Wednesday, May 23, 2012

Shamanic plants in your garden



 There are many powerful plants, capable of bringing shamanic connection t0 wild nature, growing just outside your door. It is true that the local plants and animals in our immediate area are the most powerfully capable of bringing spiritual and physical support into our lives.  This is why I value most receiving Cortes Island deer hides for my drums, because these creatures ingest the same rain-soaked sun-dappled plants that nod to my passing when I walk through the forest.  We are fed the same energy and the vitality of our mutual home radiates out from the drum to feed me.



This is why I chose palm frond spines to become the “yarrow stalks” for the traditional reading of the I Ching book I found while on holiday in Hawaii.  The book and the spines are related in the energy they share, and are therefore able to speak with the same vibration when I ask that Oracle for advice, as an occasional change from my Journey Oracle card deck.
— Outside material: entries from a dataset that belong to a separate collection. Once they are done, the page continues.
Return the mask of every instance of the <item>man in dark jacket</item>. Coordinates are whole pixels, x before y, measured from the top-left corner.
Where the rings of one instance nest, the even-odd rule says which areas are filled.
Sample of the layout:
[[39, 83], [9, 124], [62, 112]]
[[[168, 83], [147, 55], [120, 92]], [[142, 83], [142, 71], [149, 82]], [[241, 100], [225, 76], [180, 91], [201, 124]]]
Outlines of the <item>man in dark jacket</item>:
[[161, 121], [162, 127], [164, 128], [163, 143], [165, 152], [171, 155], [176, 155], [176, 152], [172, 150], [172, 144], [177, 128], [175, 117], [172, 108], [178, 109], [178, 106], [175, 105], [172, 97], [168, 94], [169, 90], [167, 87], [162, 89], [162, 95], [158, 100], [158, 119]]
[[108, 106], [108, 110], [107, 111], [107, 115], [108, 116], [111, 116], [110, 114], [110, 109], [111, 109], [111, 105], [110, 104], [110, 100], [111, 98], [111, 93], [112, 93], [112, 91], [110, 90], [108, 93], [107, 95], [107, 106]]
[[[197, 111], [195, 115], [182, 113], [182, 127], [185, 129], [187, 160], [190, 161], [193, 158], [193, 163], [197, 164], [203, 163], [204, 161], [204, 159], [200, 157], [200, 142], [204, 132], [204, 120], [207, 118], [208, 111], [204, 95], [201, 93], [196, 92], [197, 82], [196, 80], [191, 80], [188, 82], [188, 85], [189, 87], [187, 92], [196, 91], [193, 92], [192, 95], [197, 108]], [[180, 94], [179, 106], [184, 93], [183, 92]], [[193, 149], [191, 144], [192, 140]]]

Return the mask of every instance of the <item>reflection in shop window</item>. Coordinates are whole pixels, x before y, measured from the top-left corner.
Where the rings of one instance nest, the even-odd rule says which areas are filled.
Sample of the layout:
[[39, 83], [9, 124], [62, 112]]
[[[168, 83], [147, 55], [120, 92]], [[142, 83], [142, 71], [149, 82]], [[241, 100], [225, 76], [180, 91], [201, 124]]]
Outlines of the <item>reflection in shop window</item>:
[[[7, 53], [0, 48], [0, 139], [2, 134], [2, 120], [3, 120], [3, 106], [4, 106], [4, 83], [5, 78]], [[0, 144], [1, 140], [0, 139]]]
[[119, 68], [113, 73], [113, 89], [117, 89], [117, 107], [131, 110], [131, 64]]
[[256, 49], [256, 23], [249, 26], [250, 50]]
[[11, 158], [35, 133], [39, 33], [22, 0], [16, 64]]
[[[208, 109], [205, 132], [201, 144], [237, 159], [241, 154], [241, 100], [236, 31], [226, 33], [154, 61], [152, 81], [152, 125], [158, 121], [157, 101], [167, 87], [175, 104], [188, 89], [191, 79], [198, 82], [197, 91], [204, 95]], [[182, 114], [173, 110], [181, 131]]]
 Martin Prechtel said we need to “ask the plants we grow, eat, and work with to adopt us.” This is wise counsel for our relationship to the plants in our own backyard.  When we ask the wild current if we can become its child, we become the fierce shining warrior energy of the hummingbirds that depend on this delicate flower when they first arrive from migration.  When we are adopted by the sword fern our creative efforts become filled with its ornately curling and unfurling stories.  Scotch broom is a mother that brings us such a bursting, expanding growth—we may find others are a bit overwhelmed at our own outpouring.  And who could resist being adopted by a mother skilled in the lacy weaving of grasses to support her winged children?  When we seek a shamanic connection with wild nature, we ask to be the child with wings who can soar into realms beyond our place and time.